First of all I would like to apologise for not posting anything on here for the last couple of weeks. It was a mix of not really knowing what to write about without depressing myself more than usual, my right shoulder and arm causing me too much pain for me to be able to type very much, and a medical issue from over 10 years ago which has decided to make itself known again in a very disconcerting way. I have decided to ignore the last one because the last time I got it looked into the hospital made me feel like I was wasting their time - if it is what I think it is I don't really want to know anyway.
I realised I haven't posted any of the work I do at my Creative Writing Group for a long time - so I have decided to give you a dose of it now.
A word of explanation;
The exercise below was a bit of a twist on my favourite exercise (the "write about a word for 5 minutes" one). This time we (or rather I) chose a proverb for us to write about.
You will probably realise that there are a few proverbs which I can more easily remember in Dutch than in English (probably something to do with the fact that I heard the Dutch versions more often than I heard the English versions).
Read on to learn about two of my favourite proverbs (as well as my favourite versions of them);
The English phrase "to let the cat out of the bag" is one of the most difficult for me to remember. This might have something to do with the fact that the version I have heard the most is almost physically impossible when you literally translate it - although the alternative translation replaces the "Ape" or "Monkey" with a playing card - namely the "Ace".
You may agree that getting an Ace out of a sleeve is a lot easier than getting a primate either into or out of one.

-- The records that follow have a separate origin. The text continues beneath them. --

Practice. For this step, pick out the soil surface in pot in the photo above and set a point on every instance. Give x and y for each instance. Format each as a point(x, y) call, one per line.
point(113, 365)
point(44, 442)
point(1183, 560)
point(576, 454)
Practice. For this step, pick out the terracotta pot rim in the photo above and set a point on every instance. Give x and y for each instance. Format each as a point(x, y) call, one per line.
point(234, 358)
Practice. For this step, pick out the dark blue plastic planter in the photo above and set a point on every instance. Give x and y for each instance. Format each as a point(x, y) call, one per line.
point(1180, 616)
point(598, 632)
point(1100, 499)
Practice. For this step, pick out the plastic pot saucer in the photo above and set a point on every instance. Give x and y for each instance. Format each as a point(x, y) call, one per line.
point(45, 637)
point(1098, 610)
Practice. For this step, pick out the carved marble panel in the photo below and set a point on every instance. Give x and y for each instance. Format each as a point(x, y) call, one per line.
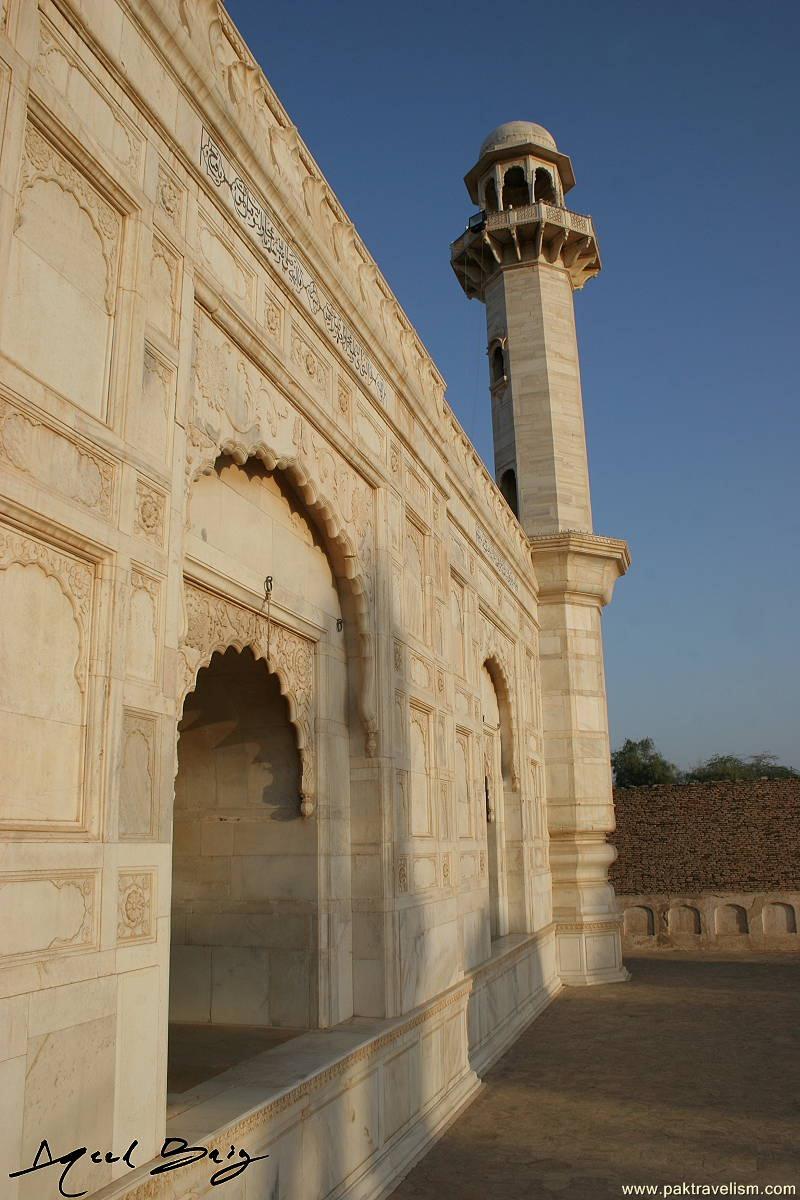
point(148, 423)
point(230, 274)
point(414, 580)
point(138, 790)
point(420, 773)
point(143, 659)
point(150, 520)
point(43, 684)
point(314, 371)
point(275, 316)
point(371, 435)
point(136, 906)
point(170, 199)
point(43, 913)
point(62, 276)
point(464, 784)
point(425, 873)
point(61, 462)
point(163, 299)
point(89, 101)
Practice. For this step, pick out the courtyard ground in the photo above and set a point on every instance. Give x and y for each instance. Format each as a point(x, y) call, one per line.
point(689, 1073)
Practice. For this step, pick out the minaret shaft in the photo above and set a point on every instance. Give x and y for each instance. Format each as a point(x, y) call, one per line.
point(524, 255)
point(537, 413)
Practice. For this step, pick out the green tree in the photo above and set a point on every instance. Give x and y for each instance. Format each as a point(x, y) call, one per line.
point(731, 766)
point(637, 763)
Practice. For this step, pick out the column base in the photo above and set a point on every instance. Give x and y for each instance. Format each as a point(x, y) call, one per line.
point(589, 953)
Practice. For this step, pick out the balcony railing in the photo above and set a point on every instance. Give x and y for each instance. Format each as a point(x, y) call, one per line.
point(529, 213)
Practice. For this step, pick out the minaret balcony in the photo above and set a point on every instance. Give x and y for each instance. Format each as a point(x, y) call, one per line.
point(531, 233)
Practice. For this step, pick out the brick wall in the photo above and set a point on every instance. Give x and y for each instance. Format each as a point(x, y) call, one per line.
point(695, 838)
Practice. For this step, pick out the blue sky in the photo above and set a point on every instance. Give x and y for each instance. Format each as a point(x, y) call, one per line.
point(681, 125)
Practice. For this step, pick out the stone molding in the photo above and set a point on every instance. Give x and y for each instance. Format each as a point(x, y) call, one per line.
point(578, 567)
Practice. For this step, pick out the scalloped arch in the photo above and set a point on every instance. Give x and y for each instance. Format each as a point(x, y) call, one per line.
point(341, 550)
point(302, 731)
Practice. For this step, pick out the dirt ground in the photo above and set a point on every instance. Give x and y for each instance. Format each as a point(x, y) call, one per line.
point(689, 1073)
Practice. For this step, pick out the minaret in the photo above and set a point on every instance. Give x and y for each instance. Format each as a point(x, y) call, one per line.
point(524, 255)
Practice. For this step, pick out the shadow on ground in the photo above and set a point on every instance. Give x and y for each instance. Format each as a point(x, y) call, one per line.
point(691, 1073)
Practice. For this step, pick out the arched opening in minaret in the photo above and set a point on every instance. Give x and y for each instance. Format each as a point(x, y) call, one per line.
point(515, 189)
point(498, 365)
point(509, 489)
point(543, 187)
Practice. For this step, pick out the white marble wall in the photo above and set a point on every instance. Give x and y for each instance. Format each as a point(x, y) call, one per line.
point(206, 429)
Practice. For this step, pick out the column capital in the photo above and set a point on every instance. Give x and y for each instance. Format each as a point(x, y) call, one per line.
point(579, 567)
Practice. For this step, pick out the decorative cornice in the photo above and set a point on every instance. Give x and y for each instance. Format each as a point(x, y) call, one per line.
point(578, 565)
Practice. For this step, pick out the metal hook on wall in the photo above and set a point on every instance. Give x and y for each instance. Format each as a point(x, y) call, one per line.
point(268, 601)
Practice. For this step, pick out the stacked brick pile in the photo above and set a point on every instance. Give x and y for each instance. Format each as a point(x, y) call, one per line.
point(692, 838)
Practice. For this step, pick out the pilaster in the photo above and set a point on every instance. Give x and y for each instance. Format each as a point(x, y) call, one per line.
point(576, 575)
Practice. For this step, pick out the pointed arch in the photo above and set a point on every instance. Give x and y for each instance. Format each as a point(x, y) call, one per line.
point(215, 624)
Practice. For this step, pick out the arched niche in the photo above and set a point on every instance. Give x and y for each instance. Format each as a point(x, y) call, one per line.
point(335, 528)
point(503, 801)
point(543, 187)
point(639, 921)
point(509, 487)
point(685, 921)
point(779, 919)
point(516, 193)
point(731, 919)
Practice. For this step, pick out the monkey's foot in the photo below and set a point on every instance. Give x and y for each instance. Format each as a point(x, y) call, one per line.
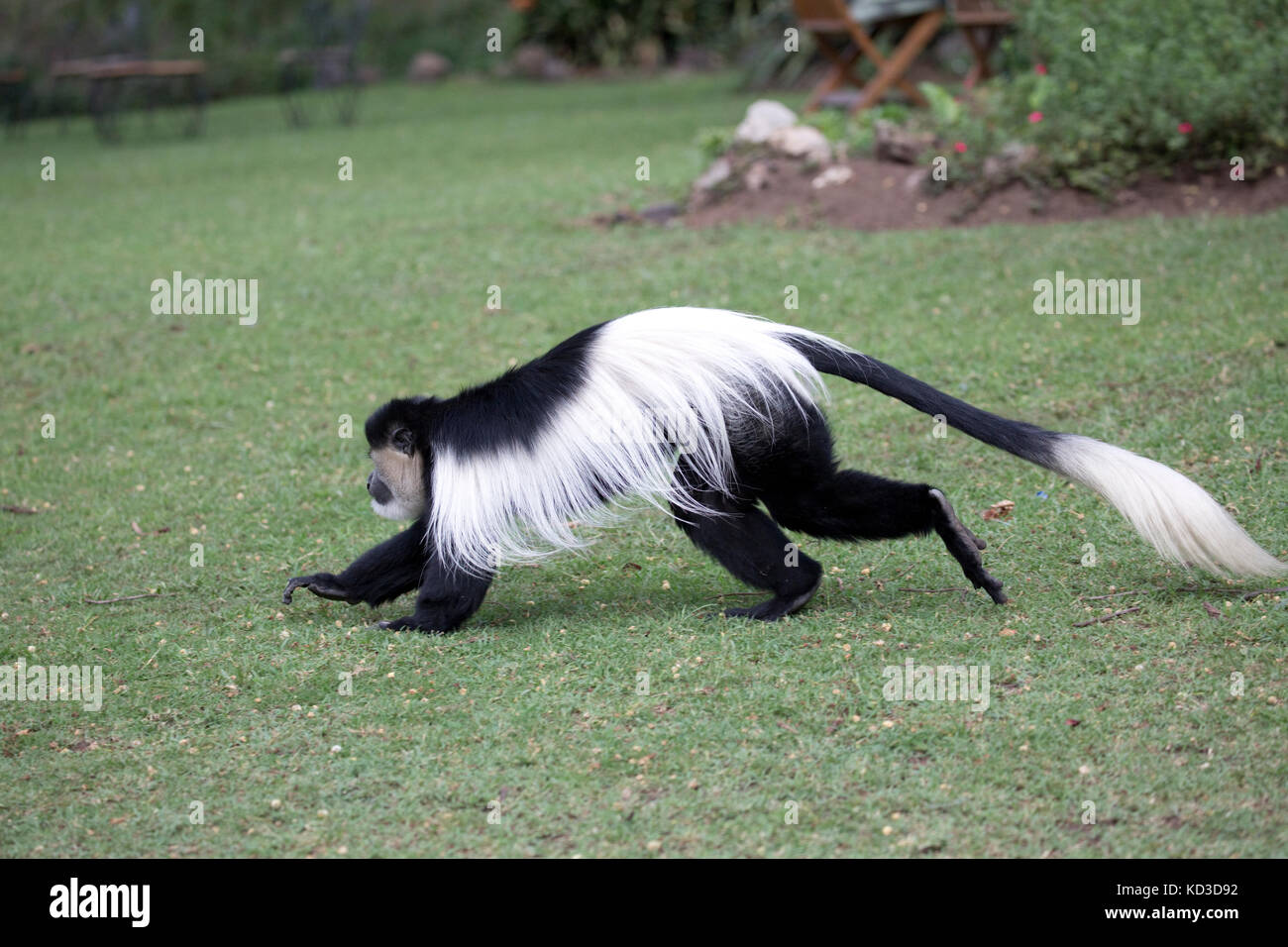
point(774, 608)
point(965, 548)
point(321, 583)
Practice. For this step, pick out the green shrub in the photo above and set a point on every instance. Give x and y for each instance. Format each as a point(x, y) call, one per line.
point(1171, 84)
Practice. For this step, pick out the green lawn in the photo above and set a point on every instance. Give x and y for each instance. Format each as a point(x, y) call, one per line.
point(201, 431)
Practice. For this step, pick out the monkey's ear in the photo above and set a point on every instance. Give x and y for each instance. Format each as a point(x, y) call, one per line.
point(403, 441)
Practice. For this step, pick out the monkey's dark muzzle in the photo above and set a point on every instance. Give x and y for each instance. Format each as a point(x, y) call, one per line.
point(377, 488)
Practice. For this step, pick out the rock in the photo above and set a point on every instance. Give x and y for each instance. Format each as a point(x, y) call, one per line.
point(756, 176)
point(661, 213)
point(1009, 161)
point(715, 175)
point(428, 65)
point(533, 60)
point(894, 144)
point(763, 119)
point(698, 59)
point(837, 174)
point(802, 142)
point(915, 179)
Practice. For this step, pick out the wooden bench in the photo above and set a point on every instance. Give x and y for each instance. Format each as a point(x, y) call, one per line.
point(107, 76)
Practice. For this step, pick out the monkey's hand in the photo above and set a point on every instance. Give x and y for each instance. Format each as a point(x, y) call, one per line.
point(321, 583)
point(965, 548)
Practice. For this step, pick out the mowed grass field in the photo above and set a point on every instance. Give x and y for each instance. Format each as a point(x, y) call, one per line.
point(227, 728)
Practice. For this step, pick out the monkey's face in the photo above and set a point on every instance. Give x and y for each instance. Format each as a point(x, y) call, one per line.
point(397, 483)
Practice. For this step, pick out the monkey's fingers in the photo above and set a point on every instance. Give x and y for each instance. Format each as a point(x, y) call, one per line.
point(322, 583)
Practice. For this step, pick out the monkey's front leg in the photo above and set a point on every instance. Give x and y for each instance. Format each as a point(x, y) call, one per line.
point(381, 574)
point(446, 599)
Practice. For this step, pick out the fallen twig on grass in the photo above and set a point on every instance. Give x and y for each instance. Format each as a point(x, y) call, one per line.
point(1107, 617)
point(1250, 595)
point(123, 598)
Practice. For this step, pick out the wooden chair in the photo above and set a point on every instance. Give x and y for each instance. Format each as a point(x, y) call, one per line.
point(855, 24)
point(984, 16)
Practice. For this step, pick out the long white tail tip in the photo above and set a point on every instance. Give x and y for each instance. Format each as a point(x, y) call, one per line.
point(1176, 515)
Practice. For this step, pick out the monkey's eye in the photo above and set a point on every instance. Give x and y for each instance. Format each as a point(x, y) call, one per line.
point(402, 440)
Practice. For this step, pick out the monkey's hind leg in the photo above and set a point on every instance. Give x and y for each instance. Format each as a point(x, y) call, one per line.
point(755, 551)
point(854, 505)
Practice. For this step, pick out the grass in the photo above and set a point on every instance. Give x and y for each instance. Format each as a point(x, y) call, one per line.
point(201, 431)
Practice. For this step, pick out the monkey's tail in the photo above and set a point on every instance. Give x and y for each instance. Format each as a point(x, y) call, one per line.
point(1171, 512)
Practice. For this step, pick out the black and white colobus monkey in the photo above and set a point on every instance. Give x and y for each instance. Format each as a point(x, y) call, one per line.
point(708, 412)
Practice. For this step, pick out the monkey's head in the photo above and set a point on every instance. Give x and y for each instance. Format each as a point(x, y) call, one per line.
point(398, 436)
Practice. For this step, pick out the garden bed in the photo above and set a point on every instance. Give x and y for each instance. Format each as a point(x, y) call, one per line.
point(887, 195)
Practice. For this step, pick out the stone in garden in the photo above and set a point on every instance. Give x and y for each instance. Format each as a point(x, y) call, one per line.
point(661, 213)
point(428, 67)
point(803, 142)
point(712, 176)
point(1006, 162)
point(896, 144)
point(915, 179)
point(763, 119)
point(837, 174)
point(533, 60)
point(756, 176)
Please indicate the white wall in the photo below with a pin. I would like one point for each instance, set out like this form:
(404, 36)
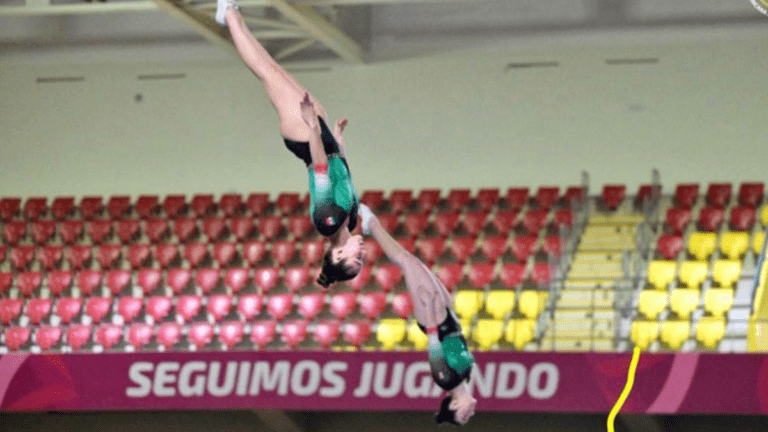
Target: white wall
(450, 120)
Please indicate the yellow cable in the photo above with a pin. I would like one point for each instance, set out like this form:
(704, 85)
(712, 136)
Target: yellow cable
(627, 389)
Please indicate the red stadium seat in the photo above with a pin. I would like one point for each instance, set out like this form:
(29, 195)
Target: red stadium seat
(200, 334)
(29, 282)
(117, 280)
(71, 231)
(677, 219)
(296, 278)
(159, 307)
(249, 306)
(90, 207)
(39, 309)
(175, 206)
(47, 337)
(42, 231)
(342, 305)
(357, 333)
(710, 218)
(512, 274)
(78, 335)
(270, 227)
(458, 199)
(242, 227)
(387, 276)
(450, 275)
(108, 255)
(147, 206)
(128, 230)
(719, 194)
(231, 204)
(266, 278)
(167, 254)
(140, 335)
(188, 306)
(129, 308)
(118, 206)
(312, 251)
(236, 278)
(310, 305)
(98, 307)
(263, 333)
(326, 332)
(202, 205)
(58, 281)
(751, 194)
(686, 195)
(294, 332)
(279, 305)
(231, 333)
(169, 334)
(67, 308)
(219, 306)
(17, 337)
(14, 232)
(10, 309)
(373, 304)
(178, 279)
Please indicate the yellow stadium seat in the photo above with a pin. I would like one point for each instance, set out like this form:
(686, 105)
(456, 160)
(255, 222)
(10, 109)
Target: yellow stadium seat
(674, 333)
(417, 337)
(487, 332)
(702, 244)
(644, 332)
(726, 272)
(684, 301)
(520, 332)
(499, 303)
(650, 303)
(693, 273)
(661, 273)
(468, 303)
(734, 244)
(390, 332)
(710, 331)
(718, 301)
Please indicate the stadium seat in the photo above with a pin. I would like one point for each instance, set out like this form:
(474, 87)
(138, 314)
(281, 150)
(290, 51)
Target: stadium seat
(402, 305)
(684, 301)
(710, 331)
(38, 309)
(249, 305)
(719, 194)
(751, 194)
(674, 333)
(487, 332)
(159, 307)
(711, 218)
(702, 244)
(140, 335)
(643, 333)
(147, 206)
(677, 219)
(718, 301)
(46, 337)
(326, 333)
(512, 274)
(78, 335)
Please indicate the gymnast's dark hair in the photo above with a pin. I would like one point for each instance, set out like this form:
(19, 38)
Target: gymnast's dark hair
(333, 272)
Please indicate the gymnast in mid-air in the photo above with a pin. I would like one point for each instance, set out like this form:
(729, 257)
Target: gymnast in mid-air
(304, 127)
(449, 358)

(Just thought - why do we call the Archbishop of Canterbury the "Primate of All England"??? I am pretty positive that the Archbishops are all human???)
Back to the point - I kno of one cat who likes going into plastie bags but - isn't it cruel to deliberately put a cat in a bag and close the top?
Now I have "let the cat out of the bag" about my favourite version of the saying I honestly hop you will not derrange yourself enough to attempt to "pluck feathers from a frog" - even though I think it might be slightly easier than getting blood out of a stone.
If you are interested in the original translations of the one about the sleeve and the one about the frog I will write them below;
Daar komt de aap uit de mouw - is the Dutch version of the one about letting the cat out of the bag.
Je kan geen veren van een kikker plukken - is the Dutch version of the one about getting blood out of a stone.